一张小小的车票阻隔了他们回家的路,这样的悲愤对他们真是无以言表。“真想骂一声狗屁的铁道部!”这话听起来还真是解恨,可是我们在情绪之后是不是该冷静下来想想铁路购票之难的根源何在?
除了众所周知的铁路运能供求矛盾外,公路、民航等交通工具的缝节必涨难脱干系。正如黄庆红信中所言“火车票190元一张,汽车票560元一张”,这其中370元的差价让多少人对选择铁路出行趋之若鹜。
平常7折甚至3折促销的机票在春运中几乎只是一个梦想,所谓的公路交通运输的指导价也成为了公路涨价的理由。
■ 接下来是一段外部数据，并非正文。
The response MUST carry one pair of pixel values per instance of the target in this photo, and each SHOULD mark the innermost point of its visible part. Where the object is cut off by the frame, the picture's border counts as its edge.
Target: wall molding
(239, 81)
于是公路、民航联袂涨价产生了强大的“挤出效应”,往往让年关未至,在公路、民航波澜不惊的时候铁路已经高喊“吃不消”了。
所以,不要让回家之难的“罪责”让铁路或者网络售票来承担,网络售票确实起到了分流的作用,减小了窗口购买到车票的概率,但是铁路的运输的总数没有变。而且,铁道部近期调整了农民工团体票人数的下限,只要有10人就可以进行团体预订,这些细枝末节的变化铁道部可谓用心良苦。
如果农民工真要为回家难写一份信给铁道部长,我想在“主送”铁道部的时候也该“抄送”一封给交通部部长,毕竟满足农民工一票难求,其他的运输部门也该是责无旁贷。(胡建刚)
(来源:千龙网)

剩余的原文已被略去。